On Thursday, May 30, the GAR McGregor Post #14, The Woman’s Relief Corp and Sons of Veterans Francis C. Greene Post organized a parade also. Flowers could be left at the McGregor Post Hall, Mrs. Charles Cornell’s in Fiskville, Mrs. Joseph Gardner’s in Hope, Comrade G. D. Greene’s in Riverpoint, Comrade William H. Ball’s in Natick, Frazer’s Florist in Arctic, E. C. Green’s Drug Store in Centreville, the late John Lord’s residence in Crompton, the Windsor Pharmacy in Anthony, and the Post Office in Washington Village as long as they were there before the passing of the Flower Wagon.

GAR members were to be at the Post Hall at 7 a.m. in full uniform with white gloves and side arms. The parade began and proceeded down to the Harris Bridge where marchers boarded wagons and went to the Cottrell Cemetery in Fiskeville where Comrade Malfred Arnold again read Lincoln’s Gettysburg Address and graves were decorated by John W. Hollihan, Officer of the Day. 

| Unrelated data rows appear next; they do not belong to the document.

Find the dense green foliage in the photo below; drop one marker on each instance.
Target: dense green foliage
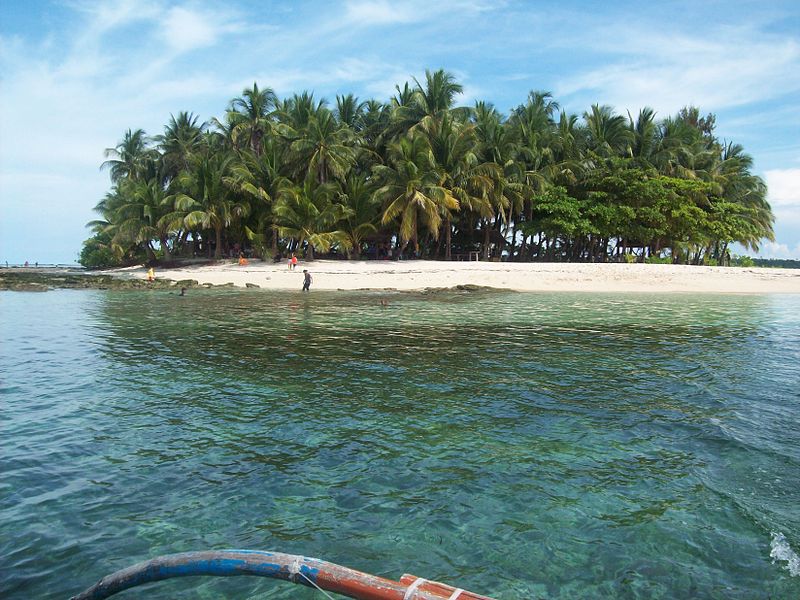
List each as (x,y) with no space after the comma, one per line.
(417,174)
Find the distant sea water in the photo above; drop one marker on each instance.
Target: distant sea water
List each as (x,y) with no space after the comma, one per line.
(518,445)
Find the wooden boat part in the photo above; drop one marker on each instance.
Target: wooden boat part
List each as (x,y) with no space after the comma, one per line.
(310,572)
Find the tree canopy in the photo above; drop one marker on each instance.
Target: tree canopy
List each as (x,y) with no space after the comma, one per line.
(418,174)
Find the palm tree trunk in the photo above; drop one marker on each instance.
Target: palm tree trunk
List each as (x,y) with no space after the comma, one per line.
(447,244)
(218,249)
(165,247)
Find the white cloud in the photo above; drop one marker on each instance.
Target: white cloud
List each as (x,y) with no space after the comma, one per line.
(783,186)
(728,67)
(779,250)
(384,12)
(380,12)
(184,29)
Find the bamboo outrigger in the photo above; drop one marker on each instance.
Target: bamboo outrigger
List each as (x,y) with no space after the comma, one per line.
(310,572)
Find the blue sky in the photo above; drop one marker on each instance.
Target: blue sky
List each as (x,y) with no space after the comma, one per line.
(74,75)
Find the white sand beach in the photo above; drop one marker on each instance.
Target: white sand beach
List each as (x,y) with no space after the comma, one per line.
(419,274)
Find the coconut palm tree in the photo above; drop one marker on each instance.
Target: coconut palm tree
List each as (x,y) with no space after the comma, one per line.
(208,202)
(250,117)
(608,134)
(411,191)
(322,150)
(181,141)
(308,214)
(127,158)
(260,178)
(363,211)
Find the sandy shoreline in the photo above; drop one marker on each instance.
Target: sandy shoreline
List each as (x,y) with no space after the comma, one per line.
(418,275)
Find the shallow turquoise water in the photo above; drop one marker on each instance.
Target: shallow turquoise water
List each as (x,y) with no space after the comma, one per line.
(520,445)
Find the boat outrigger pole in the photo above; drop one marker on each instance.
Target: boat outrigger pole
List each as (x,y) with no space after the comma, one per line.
(310,572)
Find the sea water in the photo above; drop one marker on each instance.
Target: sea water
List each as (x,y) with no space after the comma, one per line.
(518,445)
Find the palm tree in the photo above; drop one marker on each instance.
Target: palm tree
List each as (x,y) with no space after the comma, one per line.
(608,134)
(127,158)
(260,178)
(181,141)
(207,202)
(363,212)
(308,214)
(322,150)
(411,190)
(350,112)
(250,117)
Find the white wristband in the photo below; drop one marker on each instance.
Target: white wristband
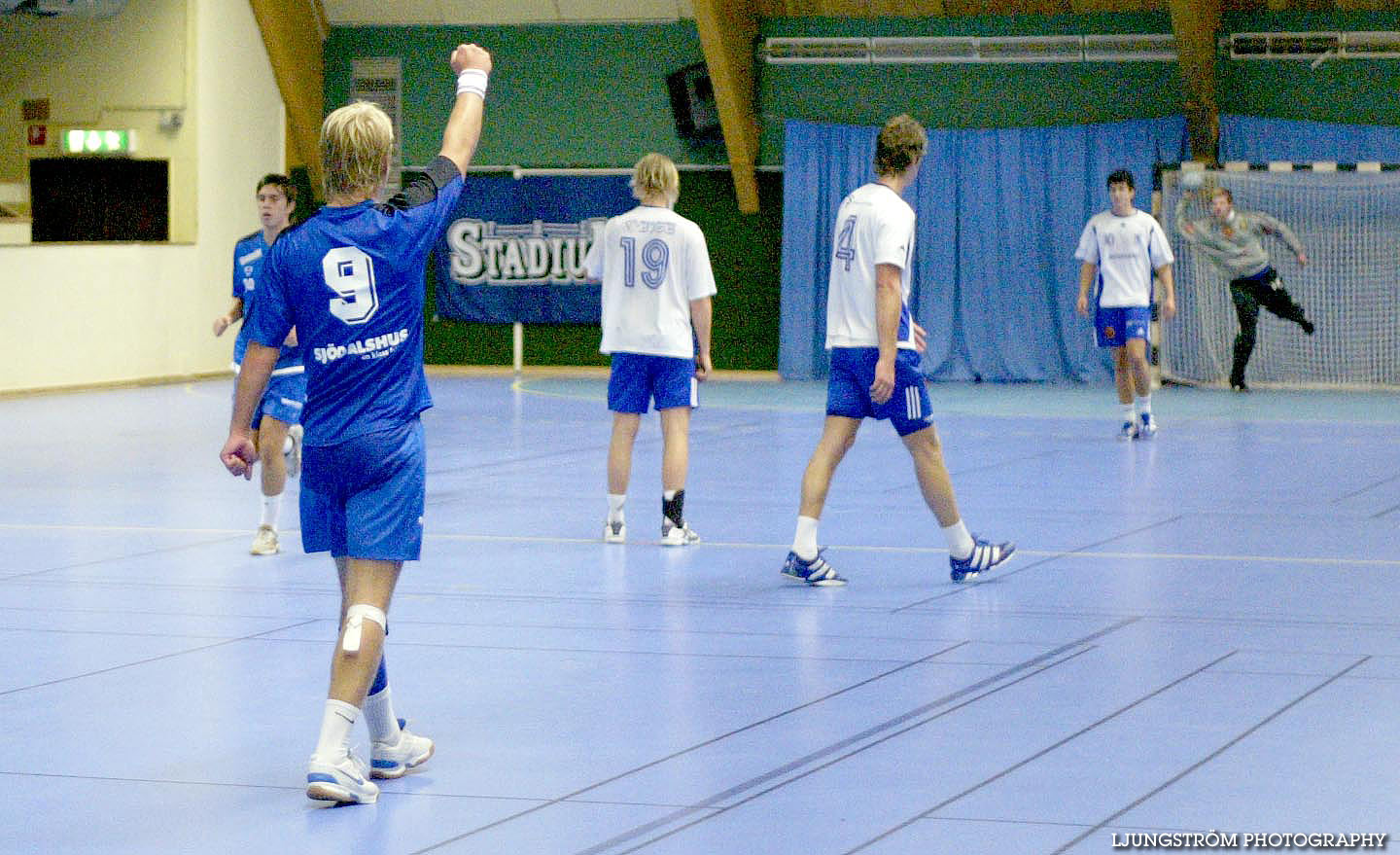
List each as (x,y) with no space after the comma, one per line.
(472,80)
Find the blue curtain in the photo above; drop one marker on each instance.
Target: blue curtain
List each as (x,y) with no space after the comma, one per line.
(999,213)
(1256,139)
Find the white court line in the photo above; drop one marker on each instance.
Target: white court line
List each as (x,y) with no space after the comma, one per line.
(514,539)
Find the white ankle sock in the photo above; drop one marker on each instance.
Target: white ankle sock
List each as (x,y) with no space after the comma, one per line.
(336,724)
(378,715)
(960,541)
(272,506)
(804,543)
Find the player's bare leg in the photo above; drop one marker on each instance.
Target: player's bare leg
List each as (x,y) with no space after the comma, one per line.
(1141,384)
(272,435)
(368,587)
(805,562)
(967,555)
(932,474)
(837,438)
(619,473)
(675,461)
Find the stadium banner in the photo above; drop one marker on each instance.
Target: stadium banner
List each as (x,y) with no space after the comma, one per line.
(514,250)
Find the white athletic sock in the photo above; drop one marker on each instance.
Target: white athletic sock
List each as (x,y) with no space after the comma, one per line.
(336,724)
(614,502)
(378,715)
(804,543)
(960,543)
(272,506)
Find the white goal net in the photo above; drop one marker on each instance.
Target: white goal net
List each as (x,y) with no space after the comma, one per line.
(1348,223)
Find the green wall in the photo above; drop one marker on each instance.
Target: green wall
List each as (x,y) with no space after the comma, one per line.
(594,95)
(578,95)
(1349,91)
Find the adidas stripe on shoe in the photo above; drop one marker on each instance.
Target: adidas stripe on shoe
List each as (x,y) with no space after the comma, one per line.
(985,555)
(815,572)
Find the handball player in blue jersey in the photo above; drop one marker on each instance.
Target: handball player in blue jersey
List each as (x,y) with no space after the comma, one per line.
(875,346)
(277,419)
(352,282)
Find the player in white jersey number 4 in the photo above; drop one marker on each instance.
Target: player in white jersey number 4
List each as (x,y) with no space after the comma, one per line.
(1120,248)
(875,346)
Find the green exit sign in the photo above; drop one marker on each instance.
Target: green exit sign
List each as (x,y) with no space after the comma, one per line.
(89,140)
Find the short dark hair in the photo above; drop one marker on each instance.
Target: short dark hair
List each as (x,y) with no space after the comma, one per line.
(280,183)
(900,142)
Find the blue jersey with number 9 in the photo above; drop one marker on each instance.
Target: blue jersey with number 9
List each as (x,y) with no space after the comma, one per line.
(350,280)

The Hope Grammar School participated in the ceremony along with the Sons of Veterans who fired a salute. The parade then continued to the St. Philip’s Cemetery in Crompton, the Centreville Burial ground and the Knotty Oak Baptist Church and Cemetery where memorial services were carried out and then proceeded into the church accompanied by the Women’s Relief Corp for dinner. At 12 noon the valley churches rang bells in honor of the soldiers. Undaunted by the cold, torrential rains “the boys who went out in defense of the union” decorated the graves and completed the Memorial Day exercise at the Greenwood Cemetery, showing “the same fortitude and patriotism that distinguished them of old.”

As you attend the take a few minutes, look around at the buildings and reflect back on all the parades and celebration this area has seen.